Former USA Gymnastics doctor Larry Nassar’s abuse of young athletes under his care was an appalling crime. And according to a damning new report from the Justice Department’s inspector general, the FBI has its own shame to answer for. The bureau spent so long evading responsibility for the case that it may have given Nassar time to abuse about 70 more women and girls before the Michigan State University police department arrested him in 2016.
Just as former police officer Derek Chauvin’s murder of George Floyd ignited a long-overdue national discussion of police violence, the Justice Department’s report should prompt a searching examination of law enforcement effectiveness. If police departments and federal agencies are to win back Americans’ trust, preventing officers from behaving with criminal brutality is just a start. Law enforcement also needs to prove that it can do what the public asks of it: solve serious crimes.
There’s nothing new about prosecutors, police departments and federal agencies failing to effectively carry out their basic functions.
As sociologist Barry Latzer explored in his 2016 book “The Rise and Fall of Violent Crime in America,” the mid-century crime wave was devastating not merely because crime shot up. During that period, police departments also got worse at investigating those crimes and securing arrests and convictions of those who committed them.
Police cleared approximately 40 percent of robbery cases in the 1950s and 60s, “which is not a very high rate to begin with,” Latzer notes. But by 1990 that figure had declined to 25 percent.
An influx of new police officers in the 1980s and 1990s didn’t improve clearance rates. In 1980, 72 percent of murders, 59 percent of aggravated assaults, 49 percent of rapes and 24 percent of robberies led to an arrest or other resolution. The Federal Bureau of Investigation’s latest figures, from 2018, show declines in every category except robbery: Only 62.3 percent of murders and non-negligent manslaughters, 52.5 percent of aggravated assaults, 33.4 percent of rapes were reported cleared that year. The robbery clearance rate had improved to 30.4 percent.
These dispiriting statistics certainly aren’t apparent in the rhetoric of police unions, which paint their profession as the thin blue line separating Americans from violent anarchy.
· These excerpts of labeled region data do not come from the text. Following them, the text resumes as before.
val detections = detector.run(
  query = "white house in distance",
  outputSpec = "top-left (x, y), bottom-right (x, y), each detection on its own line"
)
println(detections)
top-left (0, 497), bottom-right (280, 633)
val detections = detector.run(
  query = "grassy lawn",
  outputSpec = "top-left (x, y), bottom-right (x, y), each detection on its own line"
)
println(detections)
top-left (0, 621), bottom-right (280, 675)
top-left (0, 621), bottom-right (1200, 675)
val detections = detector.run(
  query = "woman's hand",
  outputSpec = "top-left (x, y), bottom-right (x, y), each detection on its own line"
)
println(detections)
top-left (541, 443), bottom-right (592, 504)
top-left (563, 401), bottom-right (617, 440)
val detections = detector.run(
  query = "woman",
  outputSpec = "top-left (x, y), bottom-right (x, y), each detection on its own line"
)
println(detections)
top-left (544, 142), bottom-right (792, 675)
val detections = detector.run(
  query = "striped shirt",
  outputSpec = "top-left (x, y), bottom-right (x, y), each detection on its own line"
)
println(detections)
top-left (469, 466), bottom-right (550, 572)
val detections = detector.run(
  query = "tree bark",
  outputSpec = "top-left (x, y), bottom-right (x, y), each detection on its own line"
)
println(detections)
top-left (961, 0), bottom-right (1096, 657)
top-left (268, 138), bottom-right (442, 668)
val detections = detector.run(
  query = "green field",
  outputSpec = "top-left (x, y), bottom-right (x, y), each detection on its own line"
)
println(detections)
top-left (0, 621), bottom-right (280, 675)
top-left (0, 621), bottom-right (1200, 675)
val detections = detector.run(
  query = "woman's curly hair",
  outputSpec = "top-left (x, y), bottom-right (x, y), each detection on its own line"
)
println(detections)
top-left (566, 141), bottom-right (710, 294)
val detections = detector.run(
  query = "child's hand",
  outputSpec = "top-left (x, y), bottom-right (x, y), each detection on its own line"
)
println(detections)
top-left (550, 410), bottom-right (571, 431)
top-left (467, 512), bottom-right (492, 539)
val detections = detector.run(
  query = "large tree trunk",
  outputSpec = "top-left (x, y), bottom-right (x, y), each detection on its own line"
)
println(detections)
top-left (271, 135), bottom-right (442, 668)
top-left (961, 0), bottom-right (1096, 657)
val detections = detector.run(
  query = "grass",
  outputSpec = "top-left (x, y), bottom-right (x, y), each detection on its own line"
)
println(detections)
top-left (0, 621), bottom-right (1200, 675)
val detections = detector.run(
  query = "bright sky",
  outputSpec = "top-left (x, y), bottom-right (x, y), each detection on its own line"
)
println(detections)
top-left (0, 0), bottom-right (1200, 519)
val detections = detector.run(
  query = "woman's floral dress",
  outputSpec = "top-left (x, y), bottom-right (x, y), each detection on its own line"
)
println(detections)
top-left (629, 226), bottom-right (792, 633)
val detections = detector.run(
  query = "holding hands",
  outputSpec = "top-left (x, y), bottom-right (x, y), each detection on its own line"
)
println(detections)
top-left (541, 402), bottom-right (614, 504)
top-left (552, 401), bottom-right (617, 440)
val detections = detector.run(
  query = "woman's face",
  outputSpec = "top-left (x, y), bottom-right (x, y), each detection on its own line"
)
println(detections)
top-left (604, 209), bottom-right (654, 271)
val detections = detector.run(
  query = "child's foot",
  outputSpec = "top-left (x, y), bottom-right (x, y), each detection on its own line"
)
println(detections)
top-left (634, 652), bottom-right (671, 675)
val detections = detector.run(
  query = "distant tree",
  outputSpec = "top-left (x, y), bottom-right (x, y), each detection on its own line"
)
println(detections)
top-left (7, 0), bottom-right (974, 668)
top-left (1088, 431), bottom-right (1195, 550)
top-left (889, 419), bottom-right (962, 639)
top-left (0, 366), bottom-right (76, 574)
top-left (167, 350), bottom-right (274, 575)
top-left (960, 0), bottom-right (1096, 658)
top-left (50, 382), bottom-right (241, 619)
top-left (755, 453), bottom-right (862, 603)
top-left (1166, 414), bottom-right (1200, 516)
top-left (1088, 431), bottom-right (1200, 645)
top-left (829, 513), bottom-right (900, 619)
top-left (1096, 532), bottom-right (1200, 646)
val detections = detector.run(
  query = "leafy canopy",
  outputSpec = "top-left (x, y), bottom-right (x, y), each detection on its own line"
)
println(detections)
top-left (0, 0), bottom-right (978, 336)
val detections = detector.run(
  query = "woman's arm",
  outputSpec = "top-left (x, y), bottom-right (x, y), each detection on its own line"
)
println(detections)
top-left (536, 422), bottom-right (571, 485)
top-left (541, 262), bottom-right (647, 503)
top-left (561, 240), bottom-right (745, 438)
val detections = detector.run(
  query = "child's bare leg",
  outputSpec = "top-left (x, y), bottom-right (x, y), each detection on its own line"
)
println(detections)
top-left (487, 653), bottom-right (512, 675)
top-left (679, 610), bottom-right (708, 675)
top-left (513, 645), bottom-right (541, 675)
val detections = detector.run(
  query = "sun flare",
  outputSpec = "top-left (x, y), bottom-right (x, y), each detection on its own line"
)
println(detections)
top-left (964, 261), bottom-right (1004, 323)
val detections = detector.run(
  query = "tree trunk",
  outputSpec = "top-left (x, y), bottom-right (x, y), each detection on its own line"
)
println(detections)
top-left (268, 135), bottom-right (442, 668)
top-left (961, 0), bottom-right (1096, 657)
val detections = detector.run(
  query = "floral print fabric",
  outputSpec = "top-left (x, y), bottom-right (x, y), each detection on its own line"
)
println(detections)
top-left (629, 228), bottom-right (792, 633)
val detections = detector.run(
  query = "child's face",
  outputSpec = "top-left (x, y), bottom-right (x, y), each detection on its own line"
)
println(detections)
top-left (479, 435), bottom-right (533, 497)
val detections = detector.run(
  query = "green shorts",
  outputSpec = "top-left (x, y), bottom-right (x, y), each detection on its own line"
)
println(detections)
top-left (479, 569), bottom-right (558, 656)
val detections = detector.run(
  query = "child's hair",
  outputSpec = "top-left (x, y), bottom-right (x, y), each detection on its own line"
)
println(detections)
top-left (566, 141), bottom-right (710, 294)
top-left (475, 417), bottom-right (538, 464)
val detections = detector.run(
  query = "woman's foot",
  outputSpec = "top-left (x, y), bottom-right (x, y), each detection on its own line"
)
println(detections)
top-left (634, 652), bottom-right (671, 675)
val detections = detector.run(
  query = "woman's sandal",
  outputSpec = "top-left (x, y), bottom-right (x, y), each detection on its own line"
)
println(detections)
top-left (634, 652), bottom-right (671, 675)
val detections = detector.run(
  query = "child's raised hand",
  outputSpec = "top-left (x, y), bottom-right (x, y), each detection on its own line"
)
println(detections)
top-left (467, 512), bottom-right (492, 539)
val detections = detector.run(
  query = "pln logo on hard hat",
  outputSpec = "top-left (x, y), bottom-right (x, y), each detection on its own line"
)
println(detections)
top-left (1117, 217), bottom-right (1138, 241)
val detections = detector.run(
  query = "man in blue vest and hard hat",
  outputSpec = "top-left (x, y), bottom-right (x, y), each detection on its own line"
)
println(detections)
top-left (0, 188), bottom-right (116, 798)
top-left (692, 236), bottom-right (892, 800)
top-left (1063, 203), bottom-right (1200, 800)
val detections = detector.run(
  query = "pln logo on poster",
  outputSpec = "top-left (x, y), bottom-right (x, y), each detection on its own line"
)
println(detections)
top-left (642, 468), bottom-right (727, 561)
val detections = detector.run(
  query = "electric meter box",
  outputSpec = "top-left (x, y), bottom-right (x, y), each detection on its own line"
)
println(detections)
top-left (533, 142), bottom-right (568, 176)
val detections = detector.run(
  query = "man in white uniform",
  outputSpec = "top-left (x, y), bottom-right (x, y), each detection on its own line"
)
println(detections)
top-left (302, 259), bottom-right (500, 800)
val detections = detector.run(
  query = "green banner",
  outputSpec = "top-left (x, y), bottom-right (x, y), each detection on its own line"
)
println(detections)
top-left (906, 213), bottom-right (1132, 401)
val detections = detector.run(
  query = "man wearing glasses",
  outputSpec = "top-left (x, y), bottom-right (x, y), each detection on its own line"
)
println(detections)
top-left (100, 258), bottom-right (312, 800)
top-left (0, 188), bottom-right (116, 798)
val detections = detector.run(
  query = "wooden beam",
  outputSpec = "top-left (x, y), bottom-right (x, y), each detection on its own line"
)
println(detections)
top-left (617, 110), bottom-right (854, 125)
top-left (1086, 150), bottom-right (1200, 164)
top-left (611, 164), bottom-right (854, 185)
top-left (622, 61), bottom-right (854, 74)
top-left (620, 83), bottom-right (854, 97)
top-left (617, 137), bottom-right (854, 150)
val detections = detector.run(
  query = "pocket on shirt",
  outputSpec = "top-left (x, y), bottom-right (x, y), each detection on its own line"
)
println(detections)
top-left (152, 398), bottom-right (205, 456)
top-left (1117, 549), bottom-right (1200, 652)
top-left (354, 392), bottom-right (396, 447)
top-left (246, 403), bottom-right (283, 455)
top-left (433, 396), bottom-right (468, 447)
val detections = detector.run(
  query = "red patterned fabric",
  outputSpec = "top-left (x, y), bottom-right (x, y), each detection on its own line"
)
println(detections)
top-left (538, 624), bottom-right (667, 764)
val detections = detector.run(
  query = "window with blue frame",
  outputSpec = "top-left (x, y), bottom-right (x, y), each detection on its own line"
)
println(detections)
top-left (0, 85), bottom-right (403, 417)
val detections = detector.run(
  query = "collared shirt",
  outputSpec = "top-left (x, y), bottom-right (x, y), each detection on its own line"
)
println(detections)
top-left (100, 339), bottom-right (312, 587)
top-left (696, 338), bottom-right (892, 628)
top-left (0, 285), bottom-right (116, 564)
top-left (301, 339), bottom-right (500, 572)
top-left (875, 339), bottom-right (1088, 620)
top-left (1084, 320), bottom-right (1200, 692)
You wouldn’t know about them from pop culture, which has lionized police for decades.
Citizen-shot video of shocking police violence has gone a long way toward tearing holes in that facade. But decades of law enforcement falling short on its core mission surely contributes to a steady erosion of trust as well. Calls to “defund the police” make much more sense if communities believe they are getting little in exchange for that money.
The Justice Department report on the FBI’s handling of the Nassar case is damning not because it documents law enforcement violence, or even the kind of ugly victim-blaming that has too often characterized sexual assault investigations. Rather, what it documents is petty buck-passing, laziness and self-dealing.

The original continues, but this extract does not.